Olaparib was found to be beneficial as a later-line therapy in a case study of a 63-year-old woman with a somatic BRCA2 mutation who was diagnosed with estrogen receptor–positive, progesterone receptor–positive, and HER2-negative invasive lobular carcinoma 7 years earlier. While the patient was receiving adjuvant endocrine therapy, she had a metastatic recurrence in bone 2.5 years after neoadjuvant chemotherapy. The patient was then given numerous therapy lines, with eribulin and capecitabine providing clinical improvement, followed by cutaneous and hepatic progression prior to olaparib treatment. The olaparib treatment provided a clinical response that lasted 8 months.

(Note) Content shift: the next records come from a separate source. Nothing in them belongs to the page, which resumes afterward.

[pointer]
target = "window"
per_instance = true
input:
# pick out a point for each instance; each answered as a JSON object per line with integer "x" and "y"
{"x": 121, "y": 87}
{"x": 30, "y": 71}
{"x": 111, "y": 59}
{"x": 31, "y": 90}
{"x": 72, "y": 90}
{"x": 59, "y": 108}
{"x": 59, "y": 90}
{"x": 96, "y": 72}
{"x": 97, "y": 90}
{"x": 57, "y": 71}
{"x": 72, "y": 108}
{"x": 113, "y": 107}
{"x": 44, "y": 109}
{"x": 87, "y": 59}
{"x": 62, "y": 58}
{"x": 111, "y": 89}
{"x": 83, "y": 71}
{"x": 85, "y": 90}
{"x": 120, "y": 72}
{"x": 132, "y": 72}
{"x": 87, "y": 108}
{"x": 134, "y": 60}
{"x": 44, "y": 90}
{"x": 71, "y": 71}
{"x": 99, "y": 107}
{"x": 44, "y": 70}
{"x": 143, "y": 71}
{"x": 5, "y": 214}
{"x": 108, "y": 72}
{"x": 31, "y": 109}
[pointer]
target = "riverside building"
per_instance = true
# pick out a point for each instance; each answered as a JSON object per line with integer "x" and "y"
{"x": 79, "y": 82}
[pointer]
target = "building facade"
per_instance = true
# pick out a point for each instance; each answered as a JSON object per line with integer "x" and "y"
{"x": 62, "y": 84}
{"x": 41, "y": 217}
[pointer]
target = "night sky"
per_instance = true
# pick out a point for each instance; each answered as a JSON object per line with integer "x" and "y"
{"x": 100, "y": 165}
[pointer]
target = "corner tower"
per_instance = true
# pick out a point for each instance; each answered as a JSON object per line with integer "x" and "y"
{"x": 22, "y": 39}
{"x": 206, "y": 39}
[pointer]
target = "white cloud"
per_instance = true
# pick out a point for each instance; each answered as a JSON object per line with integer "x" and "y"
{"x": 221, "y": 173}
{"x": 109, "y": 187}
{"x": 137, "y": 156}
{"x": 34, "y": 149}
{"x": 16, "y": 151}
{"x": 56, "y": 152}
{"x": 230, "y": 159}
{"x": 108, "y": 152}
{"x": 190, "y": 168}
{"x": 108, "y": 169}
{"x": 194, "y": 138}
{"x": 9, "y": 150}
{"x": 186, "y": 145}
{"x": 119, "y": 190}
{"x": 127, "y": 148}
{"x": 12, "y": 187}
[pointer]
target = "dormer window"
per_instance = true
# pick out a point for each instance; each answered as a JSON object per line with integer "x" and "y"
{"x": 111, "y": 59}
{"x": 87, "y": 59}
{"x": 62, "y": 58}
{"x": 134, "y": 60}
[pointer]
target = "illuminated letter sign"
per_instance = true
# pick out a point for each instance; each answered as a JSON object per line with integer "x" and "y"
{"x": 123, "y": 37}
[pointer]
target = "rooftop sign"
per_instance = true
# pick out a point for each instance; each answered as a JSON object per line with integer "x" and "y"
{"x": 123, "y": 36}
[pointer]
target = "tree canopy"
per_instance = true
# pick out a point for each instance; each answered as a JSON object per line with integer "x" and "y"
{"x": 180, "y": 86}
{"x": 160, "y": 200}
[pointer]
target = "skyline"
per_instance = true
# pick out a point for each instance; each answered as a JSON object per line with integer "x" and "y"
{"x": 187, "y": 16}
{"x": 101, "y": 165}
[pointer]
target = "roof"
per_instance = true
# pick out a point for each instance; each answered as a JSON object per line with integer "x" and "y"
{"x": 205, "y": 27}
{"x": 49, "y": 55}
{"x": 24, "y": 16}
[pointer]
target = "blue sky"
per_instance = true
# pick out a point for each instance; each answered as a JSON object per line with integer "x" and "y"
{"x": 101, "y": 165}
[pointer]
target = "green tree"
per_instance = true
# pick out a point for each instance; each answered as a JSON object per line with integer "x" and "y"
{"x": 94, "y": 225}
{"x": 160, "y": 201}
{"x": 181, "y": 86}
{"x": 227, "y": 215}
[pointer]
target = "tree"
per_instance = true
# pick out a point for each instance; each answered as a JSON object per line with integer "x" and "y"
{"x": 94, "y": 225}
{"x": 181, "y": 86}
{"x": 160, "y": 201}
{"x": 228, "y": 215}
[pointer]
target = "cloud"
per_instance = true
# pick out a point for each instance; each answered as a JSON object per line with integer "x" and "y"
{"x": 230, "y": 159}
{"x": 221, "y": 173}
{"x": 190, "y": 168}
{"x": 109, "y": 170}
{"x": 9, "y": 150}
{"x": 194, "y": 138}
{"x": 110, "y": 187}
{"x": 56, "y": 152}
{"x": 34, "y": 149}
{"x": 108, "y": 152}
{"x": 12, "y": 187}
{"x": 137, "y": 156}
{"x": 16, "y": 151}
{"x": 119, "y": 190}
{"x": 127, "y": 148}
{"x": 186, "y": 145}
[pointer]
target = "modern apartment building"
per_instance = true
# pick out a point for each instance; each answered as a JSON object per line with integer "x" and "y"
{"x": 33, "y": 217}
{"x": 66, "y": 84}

The US Food and Drug Administration approved olaparib for the treatment of patients with deleterious or suspected deleterious germline BRCA mutation–positive, HER2-negative metastatic breast cancer who received chemotherapy in the neoadjuvant, adjuvant, or metastatic setting in January 2018. The approval was granted based on the findings of the phase 3 OlympiAD trial, which found that olaparib monotherapy improved median progression-free survival (7.0 months) when compared with standard chemotherapy (4.2 months).³

References

1. Tutt ANJ, Garber JE, Kaufman B, et al; for the OlympiA Clinical Trial Steering Committee and Investigators. Adjuvant olaparib for patients with BRCA1- or BRCA2-mutated breast cancer. N Engl J Med. 2021;384:2394-2405.
2. Narod SA. Adjuvant olaparib - should all patients with breast cancer have genetic testing? Nat Rev Clin Oncol. 2021;18:607-608.
3. Schwartzberg LS, Kiedrowski LA. Olaparib in hormone receptor-positive, HER2-negative metastatic breast cancer with a somatic BRCA2 mutation. Ther Adv Med Oncol. 2021;13:17588359211006962.